Monogamia, desejo e famílias paralelas
O que caracteriza o rompimento do princípio da monogamia?
Por vezes, confundimos monogamia com fidelidade. O que diferencia esses dois princípios culturais e jurídicos e como se relacionam?
Fidelidade ou infidelidade pode ser um código moral e particular de cada casal. Fidelidade pode ser o mesmo que lealdade, ou não. A quebra da monogamia vincula-se mais ao estabelecimento de famílias paralelas ou simultâneas ao casamento/união estável. A infidelidade não necessariamente constitui quebra de monogamia. Às vezes, estabeleceu-se uma relação paralela sem que haja ali uma outra família.
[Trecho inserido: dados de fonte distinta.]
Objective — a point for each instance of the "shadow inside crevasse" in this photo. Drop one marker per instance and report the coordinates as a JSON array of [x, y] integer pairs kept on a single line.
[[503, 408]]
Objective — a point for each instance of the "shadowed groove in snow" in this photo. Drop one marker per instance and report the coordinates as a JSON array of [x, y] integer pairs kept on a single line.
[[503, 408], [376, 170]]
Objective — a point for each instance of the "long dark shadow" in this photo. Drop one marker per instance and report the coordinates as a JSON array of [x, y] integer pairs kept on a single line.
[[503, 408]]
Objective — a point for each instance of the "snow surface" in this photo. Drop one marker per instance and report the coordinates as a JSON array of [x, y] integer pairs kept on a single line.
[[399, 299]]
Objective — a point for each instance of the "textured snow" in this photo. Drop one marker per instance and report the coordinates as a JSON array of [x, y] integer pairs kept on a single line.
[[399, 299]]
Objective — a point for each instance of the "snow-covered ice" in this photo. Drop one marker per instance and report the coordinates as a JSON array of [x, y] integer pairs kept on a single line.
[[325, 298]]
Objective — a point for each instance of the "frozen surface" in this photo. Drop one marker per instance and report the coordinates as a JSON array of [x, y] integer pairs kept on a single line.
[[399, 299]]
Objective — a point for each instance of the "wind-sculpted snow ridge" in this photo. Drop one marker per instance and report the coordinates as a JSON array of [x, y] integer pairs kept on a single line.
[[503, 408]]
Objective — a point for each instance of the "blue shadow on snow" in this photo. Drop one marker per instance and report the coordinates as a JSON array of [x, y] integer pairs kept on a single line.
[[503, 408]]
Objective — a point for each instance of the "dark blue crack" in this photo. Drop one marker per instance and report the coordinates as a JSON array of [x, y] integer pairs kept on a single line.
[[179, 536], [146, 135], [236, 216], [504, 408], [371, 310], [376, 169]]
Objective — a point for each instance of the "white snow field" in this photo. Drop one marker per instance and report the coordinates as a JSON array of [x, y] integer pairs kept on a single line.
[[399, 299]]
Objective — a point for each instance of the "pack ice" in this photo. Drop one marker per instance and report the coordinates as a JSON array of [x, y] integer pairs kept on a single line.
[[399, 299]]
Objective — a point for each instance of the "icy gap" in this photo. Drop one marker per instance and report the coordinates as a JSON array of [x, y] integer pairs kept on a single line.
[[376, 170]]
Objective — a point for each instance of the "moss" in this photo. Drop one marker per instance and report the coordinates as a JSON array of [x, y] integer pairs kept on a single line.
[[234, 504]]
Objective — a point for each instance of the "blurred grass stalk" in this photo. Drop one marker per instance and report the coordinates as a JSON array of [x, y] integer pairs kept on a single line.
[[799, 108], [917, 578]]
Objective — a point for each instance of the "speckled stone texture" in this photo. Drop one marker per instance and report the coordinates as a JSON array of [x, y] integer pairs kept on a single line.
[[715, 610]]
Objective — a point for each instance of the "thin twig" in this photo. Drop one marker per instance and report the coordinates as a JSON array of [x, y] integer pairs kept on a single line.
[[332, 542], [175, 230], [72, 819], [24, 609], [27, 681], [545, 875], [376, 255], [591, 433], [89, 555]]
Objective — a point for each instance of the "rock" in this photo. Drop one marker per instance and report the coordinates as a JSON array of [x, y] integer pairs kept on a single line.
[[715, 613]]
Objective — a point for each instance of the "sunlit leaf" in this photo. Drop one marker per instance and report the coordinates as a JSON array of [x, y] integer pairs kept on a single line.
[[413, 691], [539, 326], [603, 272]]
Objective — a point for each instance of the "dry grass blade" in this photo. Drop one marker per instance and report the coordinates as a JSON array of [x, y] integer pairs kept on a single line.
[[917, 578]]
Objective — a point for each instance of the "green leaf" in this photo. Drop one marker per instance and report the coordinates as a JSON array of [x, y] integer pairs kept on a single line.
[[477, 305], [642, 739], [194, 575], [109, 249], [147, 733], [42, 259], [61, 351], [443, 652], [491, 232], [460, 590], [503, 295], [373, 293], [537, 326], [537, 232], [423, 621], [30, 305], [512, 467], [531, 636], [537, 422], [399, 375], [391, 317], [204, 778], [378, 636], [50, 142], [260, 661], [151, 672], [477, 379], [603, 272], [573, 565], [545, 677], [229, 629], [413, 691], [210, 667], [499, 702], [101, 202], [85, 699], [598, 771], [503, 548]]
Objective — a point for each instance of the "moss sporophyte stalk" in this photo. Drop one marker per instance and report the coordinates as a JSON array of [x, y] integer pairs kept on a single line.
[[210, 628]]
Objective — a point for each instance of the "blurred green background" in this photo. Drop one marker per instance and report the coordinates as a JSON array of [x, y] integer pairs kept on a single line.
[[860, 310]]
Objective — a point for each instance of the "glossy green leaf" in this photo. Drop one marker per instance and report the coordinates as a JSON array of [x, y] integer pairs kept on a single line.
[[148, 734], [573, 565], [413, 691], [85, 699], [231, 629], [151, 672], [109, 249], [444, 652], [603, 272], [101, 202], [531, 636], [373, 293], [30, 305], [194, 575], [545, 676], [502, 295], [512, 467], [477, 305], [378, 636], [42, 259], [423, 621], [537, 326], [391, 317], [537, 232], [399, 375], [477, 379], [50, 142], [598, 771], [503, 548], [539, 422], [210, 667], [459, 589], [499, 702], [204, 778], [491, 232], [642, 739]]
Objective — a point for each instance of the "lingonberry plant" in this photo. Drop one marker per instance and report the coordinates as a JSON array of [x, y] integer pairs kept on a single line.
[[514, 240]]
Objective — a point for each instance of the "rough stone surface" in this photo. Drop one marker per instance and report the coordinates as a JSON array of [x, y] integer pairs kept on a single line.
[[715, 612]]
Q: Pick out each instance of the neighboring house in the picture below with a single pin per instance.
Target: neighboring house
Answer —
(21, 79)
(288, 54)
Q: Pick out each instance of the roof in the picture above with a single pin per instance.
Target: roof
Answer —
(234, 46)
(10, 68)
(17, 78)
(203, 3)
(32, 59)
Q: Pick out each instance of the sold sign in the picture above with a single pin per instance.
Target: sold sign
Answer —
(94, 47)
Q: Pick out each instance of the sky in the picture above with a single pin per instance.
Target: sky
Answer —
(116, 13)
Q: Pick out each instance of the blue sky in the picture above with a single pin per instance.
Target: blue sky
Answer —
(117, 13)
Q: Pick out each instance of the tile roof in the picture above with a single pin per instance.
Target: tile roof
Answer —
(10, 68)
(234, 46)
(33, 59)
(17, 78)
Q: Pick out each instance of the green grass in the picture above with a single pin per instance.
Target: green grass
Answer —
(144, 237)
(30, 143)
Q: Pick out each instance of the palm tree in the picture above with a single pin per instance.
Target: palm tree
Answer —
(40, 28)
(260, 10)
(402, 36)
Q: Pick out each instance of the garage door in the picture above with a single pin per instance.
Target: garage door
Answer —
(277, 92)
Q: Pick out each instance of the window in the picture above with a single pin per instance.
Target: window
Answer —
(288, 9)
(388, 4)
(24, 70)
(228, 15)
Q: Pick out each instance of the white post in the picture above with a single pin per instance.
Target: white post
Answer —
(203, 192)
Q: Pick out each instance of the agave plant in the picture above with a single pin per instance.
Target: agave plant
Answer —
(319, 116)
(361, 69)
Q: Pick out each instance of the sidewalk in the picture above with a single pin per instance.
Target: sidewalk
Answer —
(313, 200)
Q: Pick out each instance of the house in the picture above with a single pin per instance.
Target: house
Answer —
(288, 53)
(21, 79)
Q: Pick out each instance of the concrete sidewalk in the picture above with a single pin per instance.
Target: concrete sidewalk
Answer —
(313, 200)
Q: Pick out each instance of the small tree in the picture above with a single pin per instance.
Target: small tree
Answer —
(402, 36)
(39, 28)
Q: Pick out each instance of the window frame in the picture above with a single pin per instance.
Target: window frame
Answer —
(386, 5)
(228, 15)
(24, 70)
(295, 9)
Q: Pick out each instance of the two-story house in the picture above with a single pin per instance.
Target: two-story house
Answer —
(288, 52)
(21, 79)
Pode ser apenas uma relação extraconjugal, sem necessariamente estabelecer outra família. Amantes, no sentido tradicional da palavra, sempre existiram, e continuarão existindo, enquanto houver desejo sobre a face da terra.
A monogamia constitui um interdito que viabiliza a organização da família conjugal. Se não houvesse tal proibição no ordenamento jurídico, a sociedade conseguiria estruturar as famílias de outra forma ou a tendência seria a promiscuidade?
Partindo do pressuposto de que a infidelidade é fruto do desejo e de que a fidelidade tornou-se lei, é possível regular o desejo? Nesse sentido, até que ponto o Estado pode intervir nestas questões?
O Direito só existe porque existe o torto, ou seja, toda Lei pressupõe um desejo que se lhe contrapõe. Não roubar, não matar, não cobiçar a mulher do próximo, só tiveram que ser escritos porque há um desejo contraposto a eles. A fidelidade ou infidelidade conjugal deve funcionar como um código moral particular de cada casal. O Estado tem se afastado cada vez mais destas questões, como por exemplo, quando em março de 2005 (Lei 11.106/05) retirou-se do Código Penal o adultério como crime.
Com a supressão da culpa pelo fim da dissolução conjugal (EC 66/2010 – divórcio direto) o dever da fidelidade perdeu sua força como regra jurídica para alegação de divórcio. Neste sentido, qual seria a sanção aplicável à quebra deste dispositivo?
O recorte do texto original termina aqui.